On Aug. 1, the European Pellet Council released updates to the ENplus quality management scheme for wood pellets. The new handbook—Enplus handbook version 3.0—replaces the prior version ENplus handbook version 2.0. Anyone who is currently ENplus certified under ENplus handbook version 2.0 will want to download the new handbook and read it thoroughly as there are a number of changes that could impact your current certification. Additionally, anyone who is considering ENplus certification, but has not yet been certified, will also want to download the new handbook as there are several components that are different from what you may have previously understood. The handbook can be downloaded from the ENplus website at www.enplus-pellets.eu.
While there is a summary of changes provided on the ENplus website, I will do my best to outline the substantive changes here as they pertain to North American pellet producers. First, the handbook has a completely different format and feel. There are now six parts to the handbook and there are national versions as well as an international master handbook. The international master handbook is the version that applies within the U.S. Canada has a separate national version, so be careful you are downloading the version that applies to you.
When first viewing the new handbook, I highly recommend reading part one thoroughly before moving on to part two. Do not skip the terminology section as there are many changes. Handbook version 2.0 included descriptions for several entities including the EPC, national licensers, certification bodies, inspection bodies and testing bodies. These same entities still provide the overall structure, however, there are now several additional terms such as competent management, competent licenser, international management and certified service provider to name a few. It is important to understand these new terms in order to understand how the system works, which differs from country to country and when operating internationally.

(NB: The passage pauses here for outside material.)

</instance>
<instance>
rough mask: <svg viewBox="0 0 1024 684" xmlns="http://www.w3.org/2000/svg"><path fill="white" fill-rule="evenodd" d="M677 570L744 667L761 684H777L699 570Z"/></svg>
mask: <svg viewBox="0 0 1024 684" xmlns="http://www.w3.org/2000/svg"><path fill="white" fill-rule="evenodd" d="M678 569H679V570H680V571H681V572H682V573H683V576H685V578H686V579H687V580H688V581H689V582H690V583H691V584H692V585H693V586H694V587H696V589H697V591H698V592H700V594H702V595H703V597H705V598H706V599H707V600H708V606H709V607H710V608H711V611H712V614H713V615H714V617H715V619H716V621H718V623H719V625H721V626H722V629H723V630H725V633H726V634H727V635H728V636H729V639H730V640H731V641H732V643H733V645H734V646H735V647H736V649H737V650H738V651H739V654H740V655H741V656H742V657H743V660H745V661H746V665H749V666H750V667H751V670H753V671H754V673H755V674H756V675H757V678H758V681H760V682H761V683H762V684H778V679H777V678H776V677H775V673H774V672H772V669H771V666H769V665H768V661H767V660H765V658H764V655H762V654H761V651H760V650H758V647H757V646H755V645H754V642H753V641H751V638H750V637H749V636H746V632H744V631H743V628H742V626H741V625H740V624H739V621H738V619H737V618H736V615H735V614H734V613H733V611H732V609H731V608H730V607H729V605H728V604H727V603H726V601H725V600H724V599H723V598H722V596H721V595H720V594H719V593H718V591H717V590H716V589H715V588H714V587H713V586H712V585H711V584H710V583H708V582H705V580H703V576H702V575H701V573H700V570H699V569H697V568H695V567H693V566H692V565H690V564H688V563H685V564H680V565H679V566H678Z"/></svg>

When it comes to the specifications for wood pellet classes (grades A1, A2 and B) there are a few important updates. First, ENplus handbook version 3.0 now references ISO 17225-2 (formerly EN 14961-2) as the basis for the grade criteria, and all ISO-test methods are referenced instead of the previously referenced CEN- and EN-test methods. In some cases, the referenced ISO-test methods are not published yet, but there is a note in the handbook that the EN-method applies until the ISO-method is published. Second, there is grade criteria that has been tightened. Specifically, for ENplus A1 the durability requirement is now ≥ 98.0 and for B grade it is ≥ 97.5. The ash limit for A2 grade is now ≤ 1.2 percent, and there is a temperature requirement of ≤ 40 degrees Celsius at the last loading point for truck deliveries to end users.
When it comes to the ENplus certification process, several changes have been made. There are now rigid timeline requirements for compliance once the certification process begins. Inspection reports are due within two months of the inspection date and conformity reports must be complete within a third month, otherwise the application is rejected. Deficiencies are classified into three categories—Types A, B and C. Each type has different requirements for compliance. Annual surveillance inspections are to be conducted with ± three months of the initial inspection date. Inspection criteria has remained much the same, however, it is now required that all pellet storages also be inspected, which can include port facilities, warehouses, distribution points and others. The retention of reference samples is no longer required for bagged product, however, for bulk delivery ENplus handbook version 3.0 now requires that a reference sample be collected for every vehicle that is loaded. Reference samples are still held for nine months.
Regarding self-monitoring, the same five tests are still required to be tested on site—bulk density, moisture, durability, length and fines—though it is now stipulated that if doubts concerning the pellet quality exist, then additional tests may be ordered. This will apply primarily when producers approach the 0.7 percent ash requirement for grade A1. If ash content is close to the limit, then ash testing at the production site could become a requirement.
There are also changes regarding bag labeling. The ENplus certification seal has been changed as well as the way the grade is specified. In addition, all bag designs now need approval by the "competent management" before bags are sold on the market. The certified company whose ENplus ID is printed on the bag is responsible for submitting bag labels whether it is your brand or the brand of another party.
As I am sure you can now see, the changes to the newest version of the ENplus handbook are substantial. If you are already certified or interested in pursuing this quality management scheme, I highly recommend downloading the ENplus handbook version 3.0 and reading it in detail. The new handbook came into force for all new users as of Aug. 1 and will come into force for currently certified companies Jan. 1.